Without any doubt, my trip to Siberia. In Tibet, I never feared for my life, while the first weeks in Siberia I pedaled with the fear of sitting on a pole beside me. But this last trip is undoubtedly the son of that idyllic experience in Tibet; there I realized that the solitude and the extreme environment were congenial to me, and the desire to push me further and further was born between the Buddhist temples and the endless expanses of mountains.

Is there anything in your experience as a bicycle traveler that you regretted and would do differently?
In 2010, I cycled with a visually impaired guy from Italy to Uzbekistan on a very heavy tandem. Our motivations for that trip were starkly different, and the inspiration to ride to the other end of the world was not as intense. The result was that my dream turned into a nightmare from which I could not wake up because sponsors and families were expecting something else from us.
From that bad experience, I came out immediately, leaving for Patagonia and disavowing any external help for each of my trips. I do not think I would do it differently; I would start on my own, as was the original project, but who knows if things would have led to what they are today. So, in hindsight, it was an unfortunate experience, but what I am today has also passed from there.
What are the points in favor of traveling solo? What are the negative aspects?

Like you, I have traveled as a couple, and I must say I have spent some really incredible, intense moments. My biggest flaw, however, is that I have been on the road for many years and have developed a personal travel routine with inviolable timing, rhythms, and priorities. Logically, it is now much more challenging to adapt to a rhythm different from mine.
The essential thing to traveling in couples is to start from zero together, to develop the perfect journey, arising from the needs and pleasures of both. For me, changing now is difficult because I have chosen this way, to be as free as possible, and making compromises would seem to betray it.
It’s great to travel in just two, which is much more complicated than doing it by yourself, in my opinion. The only negative aspect of traveling as a couple is that sometimes we are too close to each other and do not open up to strangers.
A couple is together and gets company from the travel companion; if you’re alone, you’re more inspired to meet other people. There’s no doubt that when I travel alone, I meet many, many more people than when I travel with a mate.
Where are you now, and what are your next plans?

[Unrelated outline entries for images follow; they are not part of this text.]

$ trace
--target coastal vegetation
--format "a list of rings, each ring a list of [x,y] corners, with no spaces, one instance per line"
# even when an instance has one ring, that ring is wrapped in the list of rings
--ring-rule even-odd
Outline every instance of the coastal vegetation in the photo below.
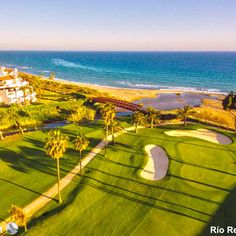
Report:
[[[90,140],[86,154],[104,137],[102,127],[103,122],[95,121],[89,125],[69,125],[61,132],[70,140],[78,133],[86,135]],[[181,230],[184,235],[207,235],[204,233],[207,223],[232,224],[234,218],[225,218],[225,212],[233,216],[232,209],[236,207],[234,134],[221,131],[233,140],[227,149],[201,139],[165,134],[170,129],[198,128],[202,126],[160,126],[117,137],[116,145],[108,145],[106,158],[103,150],[85,167],[84,174],[77,175],[62,191],[64,201],[60,206],[53,199],[31,218],[27,235],[35,235],[39,230],[42,235],[59,234],[61,228],[68,235],[73,235],[74,230],[92,234],[94,229],[97,234],[106,232],[107,235],[114,231],[152,235],[157,229],[160,234],[168,231],[174,235]],[[7,209],[7,203],[23,207],[38,196],[36,192],[43,193],[56,182],[56,166],[44,152],[46,137],[47,133],[36,131],[19,136],[17,142],[9,137],[0,143],[6,157],[0,180],[4,183],[0,192],[5,195],[1,209]],[[144,147],[150,143],[164,148],[170,158],[168,175],[162,181],[150,182],[139,175],[147,158]],[[68,151],[60,161],[62,176],[77,161],[78,152],[73,142],[69,142]],[[39,179],[44,181],[37,181]],[[1,218],[7,216],[6,212],[2,213]],[[160,223],[159,219],[165,221]],[[170,224],[173,227],[169,227]]]
[[[80,173],[82,174],[82,152],[86,150],[89,145],[89,140],[82,134],[79,134],[73,141],[75,150],[79,151]]]
[[[27,232],[27,215],[24,210],[16,205],[11,205],[9,210],[11,221],[15,222],[19,227],[24,227]]]
[[[183,108],[179,108],[177,111],[177,116],[184,121],[184,126],[186,126],[187,119],[192,114],[194,114],[194,110],[191,106],[184,106]]]
[[[61,131],[51,130],[49,132],[49,137],[46,140],[45,149],[51,158],[56,160],[57,163],[57,186],[58,186],[58,202],[62,202],[61,192],[60,192],[60,158],[66,152],[68,137],[62,135]]]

Now I’m back home for almost a month, and it’s like I’ve emptied a 20,000-piece puzzle on the table, and now I’m starting to build the edge. I want to help others like us to undertake journeys that will change their lives.
Today, I respond to social media messages from those who have doubts about equipment and roads. I want to seriously start publishing videos where I put to use what I learned on these 70,000km.
My life has changed since I started traveling by bicycle. This is why I would like everyone to be as happy as I am, and so I want to be the wind behind anyone who wants to leave.